ABSTRACT

Nature-based solutions (NbS) use nature to provide social, ecological, and economic advantages, which can aid in combating climate change and enhancing urban sustainability. However, their effectiveness is primarily dependent on execution, which is fraught with difficulties. We need a deeper knowledge of implementation being built in nature-based solutions frameworks for it to be significant in terms of producing good outcomes in cities. Biological, social, and economic issues are becoming more prevalent in cities, and as they do, they risk the endurance of metropolitan towns and the people who reside within. Such problems like persistent stressors and sudden shocks are made worse by changing climate. Ecosystem-based methods can be used in conjunction with nature-based solutions for societal issues. Nature-based solutions specifically aim to improve cities’ resilience.

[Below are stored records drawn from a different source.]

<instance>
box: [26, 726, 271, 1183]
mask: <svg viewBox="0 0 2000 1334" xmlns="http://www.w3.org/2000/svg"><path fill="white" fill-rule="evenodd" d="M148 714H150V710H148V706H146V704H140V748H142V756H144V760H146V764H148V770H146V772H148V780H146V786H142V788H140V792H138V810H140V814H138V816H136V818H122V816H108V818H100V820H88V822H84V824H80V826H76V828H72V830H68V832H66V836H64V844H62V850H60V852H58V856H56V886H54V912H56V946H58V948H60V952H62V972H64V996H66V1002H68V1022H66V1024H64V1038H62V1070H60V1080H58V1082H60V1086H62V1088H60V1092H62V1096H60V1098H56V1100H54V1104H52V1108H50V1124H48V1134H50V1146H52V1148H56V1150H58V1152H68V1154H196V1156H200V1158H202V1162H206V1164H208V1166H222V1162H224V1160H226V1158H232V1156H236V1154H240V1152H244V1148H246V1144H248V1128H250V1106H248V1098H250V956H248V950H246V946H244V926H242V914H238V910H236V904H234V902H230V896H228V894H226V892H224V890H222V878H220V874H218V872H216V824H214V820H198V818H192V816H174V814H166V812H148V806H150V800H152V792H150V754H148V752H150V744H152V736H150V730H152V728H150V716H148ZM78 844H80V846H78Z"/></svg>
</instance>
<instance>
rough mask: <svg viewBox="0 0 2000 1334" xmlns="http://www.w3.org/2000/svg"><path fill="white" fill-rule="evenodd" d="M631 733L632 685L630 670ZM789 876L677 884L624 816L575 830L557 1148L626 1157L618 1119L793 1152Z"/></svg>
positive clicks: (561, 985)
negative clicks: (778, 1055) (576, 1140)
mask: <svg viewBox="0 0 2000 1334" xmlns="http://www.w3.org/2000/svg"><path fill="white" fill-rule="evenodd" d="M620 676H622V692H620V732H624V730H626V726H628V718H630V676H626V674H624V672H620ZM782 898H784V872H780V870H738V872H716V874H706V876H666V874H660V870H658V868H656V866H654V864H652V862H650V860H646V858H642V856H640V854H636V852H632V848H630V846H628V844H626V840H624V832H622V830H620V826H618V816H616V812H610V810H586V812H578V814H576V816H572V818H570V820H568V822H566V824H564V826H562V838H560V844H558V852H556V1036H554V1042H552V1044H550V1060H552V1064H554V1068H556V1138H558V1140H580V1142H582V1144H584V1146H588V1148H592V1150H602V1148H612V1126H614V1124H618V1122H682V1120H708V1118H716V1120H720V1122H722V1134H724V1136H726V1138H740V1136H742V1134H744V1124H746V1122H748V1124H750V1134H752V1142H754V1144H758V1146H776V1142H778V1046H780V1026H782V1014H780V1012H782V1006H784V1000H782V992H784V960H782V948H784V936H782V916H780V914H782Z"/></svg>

Establishing nature-based remedies is critical due to the variety of ecological systems, its flexibility, and the exchange among regulations as well as throughout chronological and regional dimensions. City planning may play a significant role in assisting the adoption of nature-based solutions, managing trade-offs and conflicts, and confirming that social justice elements are taken into account. This chapter proposes a paradigm for applying urban planning to the implementation of nature-based solutions, aiming at major trade-offs between temporal, geographical, functional, and societal dimensions. This emphasises the fundamental issues, also the supporting data needed to answer them, in order to justify the indulgence of nature-based remedies towards cities resilience. City planning may make a significant contribution, and there is still scope for understanding how naturally anthropocentric urban planning procedures can offer non-human nature a voice.